Italian walnut vintage bar cart

An example of an Italian bar cart that is a bit more in keeping with the MCM aesthetic. (Photo from Click photo to visit.)

Getting back to the topic of MCM design, there were definitely Italian designs that fit in more with the popular Scandinavian style, but it just wouldn’t be Italy if they completely lost their ornate leanings. It stands to reason that an Italian bar cart would be a very different beast from a Danish one. (Come to think of it, if I had known this cart was Italian from the beginning, I never would have confused it with a tea cart–I’ve been to Italy several times and I’ve never once said “I’ll have a nice cuppa tea with my pasta alfredo.”)

What I did to it.

A bit of spit and polish and it was ready to be loaded up with my barware and alcohol. Then I rolled it into place…next to my desk…What? My office is in my dining room!


Final Notes.

Italian vintage bar cart

Check out the square footage with those leaves opened up!

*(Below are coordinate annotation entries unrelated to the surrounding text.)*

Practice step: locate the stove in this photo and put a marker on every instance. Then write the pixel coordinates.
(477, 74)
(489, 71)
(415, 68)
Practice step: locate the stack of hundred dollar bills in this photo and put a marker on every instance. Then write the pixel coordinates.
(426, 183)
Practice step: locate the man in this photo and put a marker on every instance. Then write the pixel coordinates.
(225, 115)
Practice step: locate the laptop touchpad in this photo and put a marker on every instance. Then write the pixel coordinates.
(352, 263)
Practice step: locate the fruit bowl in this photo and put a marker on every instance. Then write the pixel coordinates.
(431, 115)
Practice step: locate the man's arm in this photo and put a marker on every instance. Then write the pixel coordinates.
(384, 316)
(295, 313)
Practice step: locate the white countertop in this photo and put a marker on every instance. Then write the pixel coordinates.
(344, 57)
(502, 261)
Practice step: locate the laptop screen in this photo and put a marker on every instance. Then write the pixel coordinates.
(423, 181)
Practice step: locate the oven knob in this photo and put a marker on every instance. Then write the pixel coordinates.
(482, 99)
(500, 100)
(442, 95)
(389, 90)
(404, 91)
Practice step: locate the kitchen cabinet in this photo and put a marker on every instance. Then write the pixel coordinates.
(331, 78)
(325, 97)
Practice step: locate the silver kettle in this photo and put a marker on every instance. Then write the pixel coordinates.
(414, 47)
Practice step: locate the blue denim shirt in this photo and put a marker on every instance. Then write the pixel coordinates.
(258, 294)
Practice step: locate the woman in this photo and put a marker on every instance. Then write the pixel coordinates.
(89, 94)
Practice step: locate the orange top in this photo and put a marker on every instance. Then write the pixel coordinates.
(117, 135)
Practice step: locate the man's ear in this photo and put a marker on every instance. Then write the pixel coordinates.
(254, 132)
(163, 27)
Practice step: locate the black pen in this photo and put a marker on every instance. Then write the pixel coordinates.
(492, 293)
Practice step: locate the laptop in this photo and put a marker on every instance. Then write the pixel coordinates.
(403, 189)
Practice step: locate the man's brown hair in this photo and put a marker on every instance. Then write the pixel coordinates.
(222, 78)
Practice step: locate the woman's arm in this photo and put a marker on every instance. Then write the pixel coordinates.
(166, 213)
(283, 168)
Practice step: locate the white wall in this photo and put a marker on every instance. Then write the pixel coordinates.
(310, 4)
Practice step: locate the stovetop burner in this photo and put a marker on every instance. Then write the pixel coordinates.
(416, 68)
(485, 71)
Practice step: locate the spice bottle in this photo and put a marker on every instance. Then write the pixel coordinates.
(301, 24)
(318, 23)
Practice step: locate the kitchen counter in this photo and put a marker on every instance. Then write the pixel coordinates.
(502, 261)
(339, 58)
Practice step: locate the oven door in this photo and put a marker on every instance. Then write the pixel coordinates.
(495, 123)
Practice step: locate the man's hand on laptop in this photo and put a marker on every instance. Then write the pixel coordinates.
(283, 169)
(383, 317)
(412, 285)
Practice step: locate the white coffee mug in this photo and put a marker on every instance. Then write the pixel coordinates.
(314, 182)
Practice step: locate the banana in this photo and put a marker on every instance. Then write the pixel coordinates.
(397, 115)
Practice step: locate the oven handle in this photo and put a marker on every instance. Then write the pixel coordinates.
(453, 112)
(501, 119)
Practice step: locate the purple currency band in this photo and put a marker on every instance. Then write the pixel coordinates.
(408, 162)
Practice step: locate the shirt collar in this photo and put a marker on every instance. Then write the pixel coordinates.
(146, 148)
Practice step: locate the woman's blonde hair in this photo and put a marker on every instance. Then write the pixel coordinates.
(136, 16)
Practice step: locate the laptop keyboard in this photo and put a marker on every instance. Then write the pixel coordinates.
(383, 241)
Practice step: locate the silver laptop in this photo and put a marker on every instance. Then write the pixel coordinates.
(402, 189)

I believe the market for this particular style of bar cart is not going to be as sizable or as easily swayed to open their wallets as it is for the more sleek styles of the period. However, if you’re the type that has more ornate leanings, but still want to participate in the bar cart craze, then you can definitely pick one of these up for the lower end of the price point. They are all over eBay and Etsy, but watch for the ones that have chips in the inlay or are missing the gold metal trim around the top. I’m not sure if the trim was always included on the originals, but it’s a decorative and functional feature of a movable cart. Unless you can find one locally, you’ll also have to pay a fair amount for shipping as it’s not exactly Ikea-flat-pack-friendly and those legs are a tiny bit delicate.

I have seen these carts go for $300 and up to $600 for the exact model as mine. Or you could pay a whole lot more. I actually saw one slightly fancier than mine for sale on for nearly $2000. I think that’s a bit much because you can’t rely solely on the MCM desirability for a piece like this. In fact, the fancier it gets, the less it fits with the style. Nevertheless, it’s extremely functional and the drop leaves are terrific for extra space at a big party. You know, like the kind where a bunch of ladies get together to discuss a book and you need extra room for the refreshments. Or is my book club the only one that looks like a wine bar after last call?

Learn more about Sorrento marquetry and the cocktail culture.

A travel journalist’s tour of the masters of the art in Sorrento.

Okay, that’s all I got on that…let’s look up cocktail recipes! is an easily searchable repository for cocktail recipes.

Get schooled on the 25 cocktail recipes everyone should know.

The Guardian’s run down on how to make the perfect old fashioned. (The ultimate MCM beverage if you’re a purist.)

Quick Summary

What is it? Wood marquetry bar cart from Sorrento, Italy

When was it made? 1960s

Is it collectible? Not as much as an MCM teak or metal bar cart, but it’s still a great cart for someone who likes a little oldy-worldy flair with their cocktails.

Oh my, I just had a thought…since there are several of these around, I kinda wonder what it would look like painted? Is it sacrilegious to paint over marquetry? Now I kinda want to see what that would look like. Maybe someone else will do it first. 😉

UPDATE: Guess I won’t be painting the bar cart after all; it has been passed on to new owners who appreciate the oldy-worldy Italian arts. This item is SOLD!